Under revisionEye-tracking

Task success dropped 55% when visual complexity crossed a threshold.

An eye-tracking study identified the precise threshold at which visual complexity collapses user performance — with direct implications for dense dashboard and UI design.

Role: Lead researcher Org: Brain, Attention & Reality Lab, UBC Methods: Eye-tracking, within-user Status: Under revision
Task success didn't decline gradually — it dropped 55% once complexity crossed a threshold.

Below a certain level of complexity, users cope fine. Above it, task success collapses rather than declining slowly. Knowing where that threshold sits for your product is more useful than knowing that complexity is bad.

The problem

Every team building a dashboard, a search results page, or an information-dense interface faces a version of the same question: how much is too much? Visual complexity and cognitive load are easy to discuss qualitatively and hard to measure. The design stakes are concrete: at what point does adding information start subtracting from usefulness?

The approach

I ran an eye-tracking experiment (N=42) with within-user manipulations of display visual complexity and task load, so each participant served as their own baseline. Rather than assume a smooth relationship, I used LLM-assisted scripting to run threshold-detection analyses — searching for the inflection point where performance changes character, not just degrades.
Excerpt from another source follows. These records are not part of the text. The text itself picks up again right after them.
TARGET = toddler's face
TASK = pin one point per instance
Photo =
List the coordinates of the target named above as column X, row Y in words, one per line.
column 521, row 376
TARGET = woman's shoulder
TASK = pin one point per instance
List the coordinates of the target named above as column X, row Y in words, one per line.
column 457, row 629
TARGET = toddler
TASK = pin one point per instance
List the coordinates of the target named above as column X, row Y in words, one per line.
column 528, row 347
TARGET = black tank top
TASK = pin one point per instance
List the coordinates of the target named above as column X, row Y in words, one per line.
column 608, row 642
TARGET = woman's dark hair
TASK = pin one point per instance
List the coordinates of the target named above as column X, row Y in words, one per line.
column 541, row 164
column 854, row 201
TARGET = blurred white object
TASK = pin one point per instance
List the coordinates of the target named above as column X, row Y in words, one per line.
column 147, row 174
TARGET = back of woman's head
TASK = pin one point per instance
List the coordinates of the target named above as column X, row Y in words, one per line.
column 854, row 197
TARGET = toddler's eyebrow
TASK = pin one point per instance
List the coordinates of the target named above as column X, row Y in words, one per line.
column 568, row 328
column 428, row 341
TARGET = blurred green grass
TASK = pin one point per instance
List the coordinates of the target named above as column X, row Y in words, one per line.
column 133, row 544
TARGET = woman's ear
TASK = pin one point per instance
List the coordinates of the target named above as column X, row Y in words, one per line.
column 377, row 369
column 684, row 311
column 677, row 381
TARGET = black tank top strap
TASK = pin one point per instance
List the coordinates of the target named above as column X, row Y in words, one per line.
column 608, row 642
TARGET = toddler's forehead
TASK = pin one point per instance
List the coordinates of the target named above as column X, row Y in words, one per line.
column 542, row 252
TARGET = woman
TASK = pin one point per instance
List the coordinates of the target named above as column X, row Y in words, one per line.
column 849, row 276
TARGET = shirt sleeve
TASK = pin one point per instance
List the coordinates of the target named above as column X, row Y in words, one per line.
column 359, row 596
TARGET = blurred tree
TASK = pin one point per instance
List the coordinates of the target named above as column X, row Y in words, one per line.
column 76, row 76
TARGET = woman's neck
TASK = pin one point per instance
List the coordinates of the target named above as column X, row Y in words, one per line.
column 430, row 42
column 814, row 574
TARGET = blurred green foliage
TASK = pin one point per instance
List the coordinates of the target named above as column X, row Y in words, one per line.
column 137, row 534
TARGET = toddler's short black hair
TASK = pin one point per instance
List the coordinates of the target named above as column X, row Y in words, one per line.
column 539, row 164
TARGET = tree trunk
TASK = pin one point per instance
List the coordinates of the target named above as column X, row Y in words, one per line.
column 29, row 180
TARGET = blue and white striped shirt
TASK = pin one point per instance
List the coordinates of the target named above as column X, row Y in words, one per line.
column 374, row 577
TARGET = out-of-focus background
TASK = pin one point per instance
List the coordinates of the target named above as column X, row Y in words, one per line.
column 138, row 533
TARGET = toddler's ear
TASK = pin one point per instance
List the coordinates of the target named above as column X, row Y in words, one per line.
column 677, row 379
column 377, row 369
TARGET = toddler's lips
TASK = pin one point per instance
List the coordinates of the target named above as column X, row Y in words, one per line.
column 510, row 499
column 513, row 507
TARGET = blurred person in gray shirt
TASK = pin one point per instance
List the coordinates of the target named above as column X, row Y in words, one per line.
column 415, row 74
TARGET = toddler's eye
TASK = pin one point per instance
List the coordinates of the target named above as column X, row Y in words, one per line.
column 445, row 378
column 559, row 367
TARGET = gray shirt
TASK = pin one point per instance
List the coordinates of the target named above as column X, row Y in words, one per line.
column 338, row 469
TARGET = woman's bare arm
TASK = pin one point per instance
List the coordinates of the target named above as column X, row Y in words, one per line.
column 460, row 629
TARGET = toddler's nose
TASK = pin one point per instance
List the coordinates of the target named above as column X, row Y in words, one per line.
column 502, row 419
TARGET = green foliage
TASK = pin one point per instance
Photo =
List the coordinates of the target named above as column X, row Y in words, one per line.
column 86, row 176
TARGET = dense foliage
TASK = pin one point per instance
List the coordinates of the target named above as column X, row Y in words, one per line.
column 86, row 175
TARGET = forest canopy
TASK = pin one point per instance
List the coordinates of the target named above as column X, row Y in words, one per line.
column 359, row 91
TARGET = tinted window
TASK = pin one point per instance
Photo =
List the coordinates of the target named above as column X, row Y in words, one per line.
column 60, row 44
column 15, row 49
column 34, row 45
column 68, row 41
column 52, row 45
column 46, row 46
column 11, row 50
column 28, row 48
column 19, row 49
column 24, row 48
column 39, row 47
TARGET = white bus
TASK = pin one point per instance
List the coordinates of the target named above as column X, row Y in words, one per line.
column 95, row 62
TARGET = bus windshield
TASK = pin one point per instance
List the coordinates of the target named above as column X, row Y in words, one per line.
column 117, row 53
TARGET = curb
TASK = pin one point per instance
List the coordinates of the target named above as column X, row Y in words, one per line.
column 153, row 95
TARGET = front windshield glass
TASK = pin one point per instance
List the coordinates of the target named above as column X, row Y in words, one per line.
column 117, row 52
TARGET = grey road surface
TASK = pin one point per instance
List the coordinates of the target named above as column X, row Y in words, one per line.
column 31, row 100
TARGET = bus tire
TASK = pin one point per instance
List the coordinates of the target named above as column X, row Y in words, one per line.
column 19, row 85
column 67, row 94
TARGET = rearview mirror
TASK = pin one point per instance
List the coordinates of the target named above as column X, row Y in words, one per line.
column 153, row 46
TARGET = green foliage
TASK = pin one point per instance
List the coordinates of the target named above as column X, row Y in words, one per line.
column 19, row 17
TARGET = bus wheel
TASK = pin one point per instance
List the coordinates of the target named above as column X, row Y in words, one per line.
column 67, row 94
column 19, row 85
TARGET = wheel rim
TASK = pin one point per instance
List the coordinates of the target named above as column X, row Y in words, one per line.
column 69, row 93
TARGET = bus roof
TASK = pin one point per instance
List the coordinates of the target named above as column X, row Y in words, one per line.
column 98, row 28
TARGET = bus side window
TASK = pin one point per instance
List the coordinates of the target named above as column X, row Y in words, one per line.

That threshold detection is the methodological contribution.

Methodology

Design
Eye-tracking, within-user complexity manipulation (N=42)
Analysis
Threshold detection, gaze-pattern analysis, LLM-assisted scripting
Tools
Eye-tracker, Python, R
Status
Under revision (peer-reviewed)
Code
github.com/jacobgerlofs/h_s_complex_displays

Manuscript

Under peer review — a full citation and link will be added once published.

What we found

Task success was not a linear function of complexity. There were identifiable thresholds at which performance collapsed, and users' gaze patterns changed qualitatively at those same points — attention dispersed rather than degrading smoothly. In the most complex condition, task success fell by up to 55%.

Impact

The results directly inform information-density and visual-hierarchy decisions for dense UIs. Under revision for peer-reviewed publication, with data and code available on GitHub for replication.

So what for product

Visual complexity doesn’t degrade performance linearly — it fails at thresholds. Knowing where those thresholds sit for your specific product and users is far more actionable than general guidance to “avoid clutter.” Research like this gives design and product teams an empirically grounded line to defend: this much complexity maintains task success; this much collapses it. That’s the difference between a design heuristic and a design criterion.